Copyright Crackdown Threatens Youtube Lip-Syncing
CHARLOTTE, NC- We've all seen cute kids lip-syncing their favorite songs on YouTube. A new bill could make that illegal.
"I don't think you should go after little 8 year olds that are crying and singing Justin Bieber because it's their favorite person in the world," said YouTube Lip-syncer Cubby Squires.
U.S. Senate bill 978 would toughen copyright laws and make it illegal to upload lip-synced videos.
Squires uploaded a video lip-syncing and dancing to Beyonce’s “Single Ladies” to YouTube two years ago.
51 million views later and an appearance on stage with Beyonce… and he's got cyber success.
"I understand the record companies want to look after themselves because it's a business... it's a profit, and that's fine," said Squires.
Squires shot a new video in Charlotte on Monday.
Under the new bill, it could get him into trouble.
For publicly performing copyrighted material and uploading those to sites like YouTube, the bill presents a very steep penalty... up to five years in prison.

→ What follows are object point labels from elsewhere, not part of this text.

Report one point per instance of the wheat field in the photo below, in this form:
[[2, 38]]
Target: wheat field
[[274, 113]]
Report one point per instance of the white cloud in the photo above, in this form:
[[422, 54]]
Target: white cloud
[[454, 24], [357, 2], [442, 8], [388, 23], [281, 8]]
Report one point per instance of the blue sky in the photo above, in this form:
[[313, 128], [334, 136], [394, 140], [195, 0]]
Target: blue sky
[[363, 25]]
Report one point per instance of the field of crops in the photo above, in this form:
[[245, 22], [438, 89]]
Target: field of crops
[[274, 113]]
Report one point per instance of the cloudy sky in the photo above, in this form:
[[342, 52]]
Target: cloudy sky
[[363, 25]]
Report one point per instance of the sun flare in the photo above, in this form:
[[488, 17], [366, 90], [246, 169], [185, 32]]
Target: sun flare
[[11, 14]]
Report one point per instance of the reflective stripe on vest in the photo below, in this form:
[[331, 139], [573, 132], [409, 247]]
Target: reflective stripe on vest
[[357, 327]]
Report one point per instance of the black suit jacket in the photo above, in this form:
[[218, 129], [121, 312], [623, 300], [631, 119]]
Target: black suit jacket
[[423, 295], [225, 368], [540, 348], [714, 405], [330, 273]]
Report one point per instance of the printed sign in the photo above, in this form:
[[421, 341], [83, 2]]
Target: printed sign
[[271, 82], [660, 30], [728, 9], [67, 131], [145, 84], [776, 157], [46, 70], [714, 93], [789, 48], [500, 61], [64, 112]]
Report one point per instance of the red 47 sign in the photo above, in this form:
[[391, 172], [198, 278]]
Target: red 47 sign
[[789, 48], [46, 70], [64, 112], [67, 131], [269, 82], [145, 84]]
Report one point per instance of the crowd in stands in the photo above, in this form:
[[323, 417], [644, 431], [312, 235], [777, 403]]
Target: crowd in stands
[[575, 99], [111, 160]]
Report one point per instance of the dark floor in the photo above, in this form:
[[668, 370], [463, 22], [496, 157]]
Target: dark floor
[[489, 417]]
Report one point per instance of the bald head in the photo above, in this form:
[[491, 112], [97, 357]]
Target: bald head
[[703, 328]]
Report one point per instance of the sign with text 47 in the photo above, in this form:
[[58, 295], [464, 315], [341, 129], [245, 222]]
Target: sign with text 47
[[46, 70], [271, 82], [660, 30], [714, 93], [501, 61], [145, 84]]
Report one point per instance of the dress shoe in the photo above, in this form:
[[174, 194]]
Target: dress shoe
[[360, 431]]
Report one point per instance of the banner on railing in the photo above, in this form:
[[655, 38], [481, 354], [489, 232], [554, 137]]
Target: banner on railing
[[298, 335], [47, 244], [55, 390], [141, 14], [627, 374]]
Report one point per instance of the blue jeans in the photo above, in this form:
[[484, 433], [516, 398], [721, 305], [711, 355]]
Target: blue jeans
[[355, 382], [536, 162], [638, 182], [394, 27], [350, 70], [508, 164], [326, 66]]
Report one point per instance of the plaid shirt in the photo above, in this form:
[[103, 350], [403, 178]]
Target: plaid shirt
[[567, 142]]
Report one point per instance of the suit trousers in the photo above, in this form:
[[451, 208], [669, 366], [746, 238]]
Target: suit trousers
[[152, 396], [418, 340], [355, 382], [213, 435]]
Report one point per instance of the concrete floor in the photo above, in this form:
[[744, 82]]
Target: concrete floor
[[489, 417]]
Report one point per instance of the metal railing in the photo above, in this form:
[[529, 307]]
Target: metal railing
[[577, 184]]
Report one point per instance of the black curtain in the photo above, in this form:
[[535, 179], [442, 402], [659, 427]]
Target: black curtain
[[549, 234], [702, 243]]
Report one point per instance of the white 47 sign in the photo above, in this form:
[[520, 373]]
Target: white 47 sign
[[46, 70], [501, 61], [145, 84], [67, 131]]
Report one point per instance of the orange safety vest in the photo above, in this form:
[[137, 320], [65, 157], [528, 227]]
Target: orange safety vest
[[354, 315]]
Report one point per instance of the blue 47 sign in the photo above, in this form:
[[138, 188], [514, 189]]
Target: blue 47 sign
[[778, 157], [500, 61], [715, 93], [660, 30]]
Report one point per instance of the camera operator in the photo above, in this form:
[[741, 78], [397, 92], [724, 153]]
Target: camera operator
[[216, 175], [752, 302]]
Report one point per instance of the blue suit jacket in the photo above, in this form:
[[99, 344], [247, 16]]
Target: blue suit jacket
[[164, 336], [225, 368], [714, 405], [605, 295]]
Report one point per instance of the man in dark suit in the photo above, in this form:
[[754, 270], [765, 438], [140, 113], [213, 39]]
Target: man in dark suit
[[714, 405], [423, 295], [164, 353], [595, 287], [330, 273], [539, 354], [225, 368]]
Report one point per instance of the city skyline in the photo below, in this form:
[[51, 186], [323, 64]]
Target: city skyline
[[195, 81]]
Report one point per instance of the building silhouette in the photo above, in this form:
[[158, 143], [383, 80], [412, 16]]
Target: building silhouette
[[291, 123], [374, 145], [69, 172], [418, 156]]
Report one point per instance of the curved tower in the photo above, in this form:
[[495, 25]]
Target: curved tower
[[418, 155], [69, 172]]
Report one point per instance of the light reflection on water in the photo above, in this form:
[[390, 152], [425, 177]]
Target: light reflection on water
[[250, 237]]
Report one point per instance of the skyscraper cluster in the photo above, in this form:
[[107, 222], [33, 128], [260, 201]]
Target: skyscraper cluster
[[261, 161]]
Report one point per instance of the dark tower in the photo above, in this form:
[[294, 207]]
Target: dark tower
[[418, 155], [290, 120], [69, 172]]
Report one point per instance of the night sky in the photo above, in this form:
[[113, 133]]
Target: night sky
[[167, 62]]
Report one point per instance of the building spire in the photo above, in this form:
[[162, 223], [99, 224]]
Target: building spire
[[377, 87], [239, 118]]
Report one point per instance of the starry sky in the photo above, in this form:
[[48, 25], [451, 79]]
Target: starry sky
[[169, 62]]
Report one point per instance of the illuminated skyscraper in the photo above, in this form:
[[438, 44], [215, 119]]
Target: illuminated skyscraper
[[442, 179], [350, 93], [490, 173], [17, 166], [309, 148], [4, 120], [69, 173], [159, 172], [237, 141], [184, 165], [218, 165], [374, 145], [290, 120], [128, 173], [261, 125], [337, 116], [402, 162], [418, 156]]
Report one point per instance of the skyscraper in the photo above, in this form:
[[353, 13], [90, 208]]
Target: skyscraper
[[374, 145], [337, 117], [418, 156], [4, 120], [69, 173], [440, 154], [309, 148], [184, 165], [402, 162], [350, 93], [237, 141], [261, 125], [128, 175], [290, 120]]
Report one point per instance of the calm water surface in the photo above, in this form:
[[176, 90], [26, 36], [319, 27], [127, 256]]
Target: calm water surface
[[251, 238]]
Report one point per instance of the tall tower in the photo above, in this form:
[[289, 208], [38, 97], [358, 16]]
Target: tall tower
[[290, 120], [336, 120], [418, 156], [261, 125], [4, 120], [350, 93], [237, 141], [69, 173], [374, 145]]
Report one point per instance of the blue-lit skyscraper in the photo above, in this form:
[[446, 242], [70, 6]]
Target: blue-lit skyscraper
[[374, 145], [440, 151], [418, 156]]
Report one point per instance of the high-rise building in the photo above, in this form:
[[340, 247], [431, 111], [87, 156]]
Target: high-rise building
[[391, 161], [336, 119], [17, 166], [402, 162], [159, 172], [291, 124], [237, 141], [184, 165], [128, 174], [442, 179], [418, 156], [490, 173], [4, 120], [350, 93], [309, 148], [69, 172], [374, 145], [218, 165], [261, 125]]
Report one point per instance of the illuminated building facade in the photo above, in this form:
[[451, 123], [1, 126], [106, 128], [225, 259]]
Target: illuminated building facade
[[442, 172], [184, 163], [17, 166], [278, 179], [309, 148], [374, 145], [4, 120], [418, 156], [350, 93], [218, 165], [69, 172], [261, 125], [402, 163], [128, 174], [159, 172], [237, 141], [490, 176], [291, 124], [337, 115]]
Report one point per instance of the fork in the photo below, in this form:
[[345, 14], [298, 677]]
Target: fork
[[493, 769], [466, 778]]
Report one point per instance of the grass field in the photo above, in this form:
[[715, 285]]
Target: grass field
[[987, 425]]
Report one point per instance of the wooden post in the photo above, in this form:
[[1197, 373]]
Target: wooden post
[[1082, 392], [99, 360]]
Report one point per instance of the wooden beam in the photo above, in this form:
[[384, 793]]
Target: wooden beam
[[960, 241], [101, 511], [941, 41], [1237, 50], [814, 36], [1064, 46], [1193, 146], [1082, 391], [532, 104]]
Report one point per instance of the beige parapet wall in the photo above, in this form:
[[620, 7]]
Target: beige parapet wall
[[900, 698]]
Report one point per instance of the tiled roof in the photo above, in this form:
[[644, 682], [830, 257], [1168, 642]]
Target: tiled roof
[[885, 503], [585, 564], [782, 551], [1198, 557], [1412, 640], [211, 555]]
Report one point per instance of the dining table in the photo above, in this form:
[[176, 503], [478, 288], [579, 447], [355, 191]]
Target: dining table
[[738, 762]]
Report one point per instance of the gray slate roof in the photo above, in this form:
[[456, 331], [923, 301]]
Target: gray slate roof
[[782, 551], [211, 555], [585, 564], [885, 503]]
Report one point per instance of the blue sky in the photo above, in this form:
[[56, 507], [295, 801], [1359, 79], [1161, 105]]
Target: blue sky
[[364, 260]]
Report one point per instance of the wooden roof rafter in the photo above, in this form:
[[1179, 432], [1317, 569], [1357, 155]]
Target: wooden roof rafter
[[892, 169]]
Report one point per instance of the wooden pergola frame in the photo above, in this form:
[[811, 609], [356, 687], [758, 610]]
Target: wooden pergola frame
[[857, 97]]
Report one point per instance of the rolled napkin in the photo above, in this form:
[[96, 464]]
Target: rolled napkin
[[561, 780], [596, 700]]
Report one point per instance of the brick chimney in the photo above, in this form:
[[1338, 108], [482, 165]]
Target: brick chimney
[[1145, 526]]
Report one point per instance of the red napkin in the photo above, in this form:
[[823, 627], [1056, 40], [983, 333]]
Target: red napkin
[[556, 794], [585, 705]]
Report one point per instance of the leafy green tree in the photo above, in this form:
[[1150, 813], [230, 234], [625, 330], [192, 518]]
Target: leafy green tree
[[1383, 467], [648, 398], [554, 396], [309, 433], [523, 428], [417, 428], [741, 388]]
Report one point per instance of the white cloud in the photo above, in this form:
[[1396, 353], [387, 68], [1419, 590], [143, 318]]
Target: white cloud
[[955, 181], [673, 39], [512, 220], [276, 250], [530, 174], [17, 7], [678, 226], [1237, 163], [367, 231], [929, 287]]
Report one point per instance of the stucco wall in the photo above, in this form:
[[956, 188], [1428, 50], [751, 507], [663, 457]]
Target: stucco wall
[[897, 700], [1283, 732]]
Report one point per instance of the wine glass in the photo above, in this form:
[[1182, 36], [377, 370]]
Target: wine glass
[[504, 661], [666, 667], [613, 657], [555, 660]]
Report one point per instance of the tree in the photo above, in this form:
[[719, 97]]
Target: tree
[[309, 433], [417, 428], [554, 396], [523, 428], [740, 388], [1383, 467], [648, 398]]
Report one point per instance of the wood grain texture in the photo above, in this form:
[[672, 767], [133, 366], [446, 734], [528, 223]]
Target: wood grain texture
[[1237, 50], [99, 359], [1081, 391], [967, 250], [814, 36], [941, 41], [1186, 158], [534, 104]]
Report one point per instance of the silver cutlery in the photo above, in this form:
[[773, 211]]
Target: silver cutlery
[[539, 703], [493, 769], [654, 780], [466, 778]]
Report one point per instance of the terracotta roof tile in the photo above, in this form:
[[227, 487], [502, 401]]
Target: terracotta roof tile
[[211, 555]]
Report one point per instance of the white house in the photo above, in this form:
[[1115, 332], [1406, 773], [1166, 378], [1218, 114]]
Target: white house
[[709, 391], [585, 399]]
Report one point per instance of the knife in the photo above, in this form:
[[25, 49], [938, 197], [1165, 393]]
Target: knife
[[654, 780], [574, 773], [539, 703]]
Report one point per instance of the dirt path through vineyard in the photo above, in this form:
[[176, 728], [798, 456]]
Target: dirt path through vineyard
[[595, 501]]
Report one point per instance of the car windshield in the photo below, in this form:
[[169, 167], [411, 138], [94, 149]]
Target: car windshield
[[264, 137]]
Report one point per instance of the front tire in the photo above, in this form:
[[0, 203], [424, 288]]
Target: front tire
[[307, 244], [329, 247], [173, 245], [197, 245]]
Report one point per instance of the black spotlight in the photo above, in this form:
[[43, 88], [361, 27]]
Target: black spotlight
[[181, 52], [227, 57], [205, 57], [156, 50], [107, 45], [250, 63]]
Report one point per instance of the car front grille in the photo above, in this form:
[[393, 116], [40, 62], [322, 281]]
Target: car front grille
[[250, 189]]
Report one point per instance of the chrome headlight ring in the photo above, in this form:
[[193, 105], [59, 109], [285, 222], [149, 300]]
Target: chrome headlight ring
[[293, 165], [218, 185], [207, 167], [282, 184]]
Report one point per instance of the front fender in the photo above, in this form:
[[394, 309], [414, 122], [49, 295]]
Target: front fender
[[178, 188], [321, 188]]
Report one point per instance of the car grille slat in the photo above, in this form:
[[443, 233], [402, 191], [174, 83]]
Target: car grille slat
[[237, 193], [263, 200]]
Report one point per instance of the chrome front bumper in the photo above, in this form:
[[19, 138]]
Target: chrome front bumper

Ben Sidbury practices copyright law, including audio recordings and digital media.
"The way the statute is written... It would now criminalize anybody that performs a copyrighted work, which is essentially nowadays any song under the sun," said Sidbury.
So, YouTube sensations like 16 year-old Keenan Cahill would be guilty under the bill... even if he doesn't make any money.
"In theory at least, the record companies or the Department of Justice could go after a 9-year old or a 12 year old or a 30 year old for publicly performing a song," said Sidbury.